If her group hadn't threatened political members in Washington, I would have been asleep by Noemi's side, entranced by her elegance, with the cadence of her breathing lulling me into a sense of repose. My musings were suddenly pushed to one side when I saw her appear underneath a stanchion.

She stood motionless, as if she was waiting for the ground around her to burst into flame. However there were no flames that could burn away the culpability and guilt of what had occurred in Mississippi.

So I ran.

I ran as hard as I could. Each muscle was pulsing feverishly; subtle, kinetic collisions vibrating throughout my legs and ankles. I could feel the burn of the lactic acid in my body. Through the incessant rain I watched her turn. She should have gotten farther than she had. I was quickly closing the distance between us, but lost my footing and stumbling, tripped and fell, striking my head directly upon a rock. When I gathered myself and searched for her, everything appeared shrouded in a light shade of yellow, and my surroundings indistinct. It had become uncommonly quiet.

The surrealism was broken when she appeared again from behind a nearby piece of abandoned rusting farm equipment. Her arms were braced by her sides. I could see drops of water collapse along the tip of the blade she was holding.

“Everything we worked for here is dead because of you,” she said.

“You're dead already,” I said.

“And what about you?” she responded.

“It doesn't matter.”

“I disagree,” she said.

“You don't even understand what you've done,” I said.

“Yes I do. I've done God's will,” she said, moving the blade into a more angular position.

“No, you haven't. You've exercised your own hate. Drop the blade and get down on the ground,” I said.

“I can't,” she began.

“I won't ask again. Put it down, and put your hands behind your head.” Her shoulders slumped in surrender, but her hold on the blade tightened. Leaves struggled in the wind and collapsed against her body, fall colors caught up in the struggle against decay. Several landed upon the slope of her shoulders and made her face appear shaded and scorched with vermilion and coral.

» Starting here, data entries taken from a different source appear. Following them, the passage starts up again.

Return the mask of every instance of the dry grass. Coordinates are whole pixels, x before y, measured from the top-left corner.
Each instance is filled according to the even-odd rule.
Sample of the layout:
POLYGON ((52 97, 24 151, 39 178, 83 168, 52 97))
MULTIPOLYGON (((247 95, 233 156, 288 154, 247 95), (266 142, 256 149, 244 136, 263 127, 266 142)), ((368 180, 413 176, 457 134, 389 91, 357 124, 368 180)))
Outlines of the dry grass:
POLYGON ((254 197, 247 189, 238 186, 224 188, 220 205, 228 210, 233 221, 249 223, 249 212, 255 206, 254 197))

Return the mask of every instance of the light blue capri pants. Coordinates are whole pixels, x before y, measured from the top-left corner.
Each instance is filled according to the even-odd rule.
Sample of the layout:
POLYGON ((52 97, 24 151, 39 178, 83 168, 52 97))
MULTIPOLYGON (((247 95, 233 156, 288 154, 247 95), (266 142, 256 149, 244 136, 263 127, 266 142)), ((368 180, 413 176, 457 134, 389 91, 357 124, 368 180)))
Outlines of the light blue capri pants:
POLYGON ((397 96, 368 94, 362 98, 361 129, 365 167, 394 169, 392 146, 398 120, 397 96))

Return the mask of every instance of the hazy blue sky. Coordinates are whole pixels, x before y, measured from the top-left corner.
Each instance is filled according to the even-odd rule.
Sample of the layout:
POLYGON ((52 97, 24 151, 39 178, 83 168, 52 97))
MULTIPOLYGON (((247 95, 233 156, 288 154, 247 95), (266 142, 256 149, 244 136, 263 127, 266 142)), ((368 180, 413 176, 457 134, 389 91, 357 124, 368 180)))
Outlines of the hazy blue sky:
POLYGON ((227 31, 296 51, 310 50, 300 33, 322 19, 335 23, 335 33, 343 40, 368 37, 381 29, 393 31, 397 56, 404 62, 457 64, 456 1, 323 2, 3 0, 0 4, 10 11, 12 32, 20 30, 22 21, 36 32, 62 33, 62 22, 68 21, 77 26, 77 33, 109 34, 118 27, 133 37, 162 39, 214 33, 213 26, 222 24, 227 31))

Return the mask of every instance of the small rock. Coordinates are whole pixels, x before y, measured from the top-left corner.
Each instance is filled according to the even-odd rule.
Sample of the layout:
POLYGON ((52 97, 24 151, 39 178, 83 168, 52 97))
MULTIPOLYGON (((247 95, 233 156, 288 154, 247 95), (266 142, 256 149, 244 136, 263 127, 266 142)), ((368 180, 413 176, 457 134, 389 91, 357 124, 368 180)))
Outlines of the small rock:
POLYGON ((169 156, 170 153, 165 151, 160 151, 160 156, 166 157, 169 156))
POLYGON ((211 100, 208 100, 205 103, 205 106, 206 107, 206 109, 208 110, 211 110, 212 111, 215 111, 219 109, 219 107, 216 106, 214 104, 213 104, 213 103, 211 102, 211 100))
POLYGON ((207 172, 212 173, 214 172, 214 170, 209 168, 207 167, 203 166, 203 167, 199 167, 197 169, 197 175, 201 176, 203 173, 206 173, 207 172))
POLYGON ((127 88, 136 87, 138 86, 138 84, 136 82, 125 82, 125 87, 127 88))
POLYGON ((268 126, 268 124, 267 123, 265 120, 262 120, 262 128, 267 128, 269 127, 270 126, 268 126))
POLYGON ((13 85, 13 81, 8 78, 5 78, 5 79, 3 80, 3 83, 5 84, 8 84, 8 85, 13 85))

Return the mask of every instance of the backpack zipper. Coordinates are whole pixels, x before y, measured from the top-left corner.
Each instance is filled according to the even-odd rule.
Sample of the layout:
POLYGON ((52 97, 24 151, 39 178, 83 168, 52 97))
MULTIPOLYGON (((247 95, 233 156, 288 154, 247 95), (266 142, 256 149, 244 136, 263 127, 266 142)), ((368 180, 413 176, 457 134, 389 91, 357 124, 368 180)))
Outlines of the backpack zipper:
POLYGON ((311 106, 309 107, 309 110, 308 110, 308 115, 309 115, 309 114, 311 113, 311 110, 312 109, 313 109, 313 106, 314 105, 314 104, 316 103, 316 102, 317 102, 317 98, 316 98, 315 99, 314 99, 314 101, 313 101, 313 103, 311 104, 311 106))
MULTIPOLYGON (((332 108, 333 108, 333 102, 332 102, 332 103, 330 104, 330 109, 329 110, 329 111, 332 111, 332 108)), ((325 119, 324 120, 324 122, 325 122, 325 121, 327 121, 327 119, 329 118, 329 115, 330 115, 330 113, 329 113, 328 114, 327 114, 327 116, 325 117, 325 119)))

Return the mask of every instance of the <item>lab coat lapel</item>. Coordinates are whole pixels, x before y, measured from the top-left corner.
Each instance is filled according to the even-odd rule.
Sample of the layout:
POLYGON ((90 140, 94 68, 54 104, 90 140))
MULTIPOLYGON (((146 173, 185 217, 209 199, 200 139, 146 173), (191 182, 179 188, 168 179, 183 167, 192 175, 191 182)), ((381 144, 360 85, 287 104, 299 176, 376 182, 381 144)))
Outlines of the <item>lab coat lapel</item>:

Suddenly, her demeanor changed; the look of depravity and hate seemingly altered by the silence. In that brief introspective moment she came across as vulnerable and alone. But in an instant she regained her composure and the sharp blade flashed in front of me. I dropped to my knee, and forcing air deep into my lungs, I pulled the trigger. Her body was forced back by the impact, coming to rest beneath the stanchion. I watched her half crawl and half drag herself across the ground, her hands spread open, a mixture of blood and soil being smeared along her arms. She tried to stand but failed, dropping back into a prone position, and never moved again.